Une seconde raison milite pour établir cette position dès maintenant : elle conditionne les choix d'équipement. Un cabinet qui conclurait relever du régime devrait exiger de son fournisseur une documentation technique et une évaluation de conformité, ce qui restreint considérablement le champ des solutions disponibles et modifie le calendrier d'un déploiement.

Trancher la qualification avant de choisir un outil est donc l'ordre logique, et c'est l'inverse de ce qui se pratique.

Les usages internes qui posent question

Le risque de qualification ne se situe pas là où les cabinets le cherchent. Il se situe dans les usages internes, où un cabinet agit comme n'importe quel employeur.

Un dispositif intervenant dans le tri des candidatures, dans l'évaluation des collaborateurs ou dans les décisions d'affectation relève du domaine de l'emploi. La question se pose alors dans les mêmes termes que pour toute entreprise, et elle se pose y compris lorsque le dispositif est un module d'un logiciel de gestion des ressources humaines que personne n'a identifié comme un système d'IA.

Un cas voisin mérite d'être signalé : les dispositifs employés par le cabinet pour le compte d'un client, par exemple dans une enquête interne portant sur des salariés. La qualification se pose alors sur un terrain différent, et elle engage aussi le client.

C'est la raison pour laquelle l'inventaire des usages précède la qualification : on ne qualifie pas ce qu'on ne sait pas utiliser.

Le risque de qualification ne se situe pas dans la production juridique. Il se situe dans les usages internes que personne n'a inventoriés.

Ce que la qualification déclenche si elle est positive

Il vaut la peine de savoir ce qui se trouve derrière une réponse positive, parce que cela mesure l'enjeu de la question.
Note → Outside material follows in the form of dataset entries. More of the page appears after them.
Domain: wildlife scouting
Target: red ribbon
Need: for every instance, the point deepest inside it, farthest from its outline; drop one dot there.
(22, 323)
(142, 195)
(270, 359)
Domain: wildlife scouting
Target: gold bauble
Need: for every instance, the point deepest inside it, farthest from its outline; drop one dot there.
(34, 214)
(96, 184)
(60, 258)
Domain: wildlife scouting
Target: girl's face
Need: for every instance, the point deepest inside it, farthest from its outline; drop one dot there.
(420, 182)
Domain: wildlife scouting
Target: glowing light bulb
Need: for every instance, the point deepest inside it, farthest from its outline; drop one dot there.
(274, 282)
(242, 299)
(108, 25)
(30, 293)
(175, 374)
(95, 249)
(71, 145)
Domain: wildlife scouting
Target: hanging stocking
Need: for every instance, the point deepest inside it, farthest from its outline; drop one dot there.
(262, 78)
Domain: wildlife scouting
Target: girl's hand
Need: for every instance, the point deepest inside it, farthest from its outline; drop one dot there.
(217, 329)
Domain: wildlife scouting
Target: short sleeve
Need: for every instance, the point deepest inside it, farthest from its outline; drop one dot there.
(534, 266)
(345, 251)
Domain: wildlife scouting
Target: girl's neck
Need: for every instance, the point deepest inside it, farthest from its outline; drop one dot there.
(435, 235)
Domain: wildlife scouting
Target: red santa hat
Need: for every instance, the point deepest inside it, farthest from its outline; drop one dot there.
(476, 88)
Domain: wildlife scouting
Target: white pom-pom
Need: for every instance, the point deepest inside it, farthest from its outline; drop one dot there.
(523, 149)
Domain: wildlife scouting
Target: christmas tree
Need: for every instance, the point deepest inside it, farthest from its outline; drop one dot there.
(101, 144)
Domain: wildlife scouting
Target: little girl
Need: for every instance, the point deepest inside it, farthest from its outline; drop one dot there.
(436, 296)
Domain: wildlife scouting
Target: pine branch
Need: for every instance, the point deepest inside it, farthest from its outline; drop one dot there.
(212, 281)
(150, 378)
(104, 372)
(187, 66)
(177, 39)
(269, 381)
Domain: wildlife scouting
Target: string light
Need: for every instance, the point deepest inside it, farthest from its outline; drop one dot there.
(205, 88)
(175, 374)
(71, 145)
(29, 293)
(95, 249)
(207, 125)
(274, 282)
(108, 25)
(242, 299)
Le déployeur d'un système à haut risque doit notamment utiliser le système conformément à sa notice, assurer une supervision humaine par des personnes compétentes, conserver les journaux générés, surveiller le fonctionnement et signaler les incidents graves.

S'y ajoute une exigence d'information des personnes concernées lorsque le système intervient dans une décision les affectant, ce qui vise directement les usages internes évoqués plus loin.

Ce sont des obligations de déployeur, plus légères que celles du fournisseur, et elles supposent malgré tout une organisation : quelqu'un doit être désigné, formé, et des traces doivent être conservées pendant une durée déterminée. Aucune de ces exigences n'est hors de portée d'un cabinet, et aucune ne se met en place en trois semaines.

Pourquoi la réponse doit être écrite et datée

Une qualification n'a de valeur que si l'on peut établir quand elle a été faite, sur quel périmètre et au regard de quel état du texte.

C'est la même exigence que celle qui s'applique à toute analyse juridique : une conclusion sans date ni périmètre n'est pas opposable, y compris à soi-même.

Un document de 1–2 pages suffit : la liste des usages recensés, la qualification retenue pour chacun, le motif, la date, et le nom de la personne qui l'a établie. Ce document sera à reprendre lorsque le périmètre des usages changera, ce qui arrivera.

Sa rédaction gagne à mentionner ce qui a été examiné et écarté, et non seulement ce qui a été retenu. Un usage examiné puis jugé hors champ doit apparaître comme tel : c'est ce qui distingue une analyse d'un oubli, et la distinction sera faite par quiconque relira le document.

Il a une seconde utilité, moins évidente. Le jour où un usage nouveau apparaît dans le cabinet, la question de sa qualification se pose immédiatement plutôt que d'attendre la prochaine échéance, parce qu'un cadre existe pour l'accueillir.

Cet article expose l'état du droit à sa date de révision. Il ne constitue pas une consultation et ne se substitue pas à l'analyse d'un professionnel sur une situation déterminée.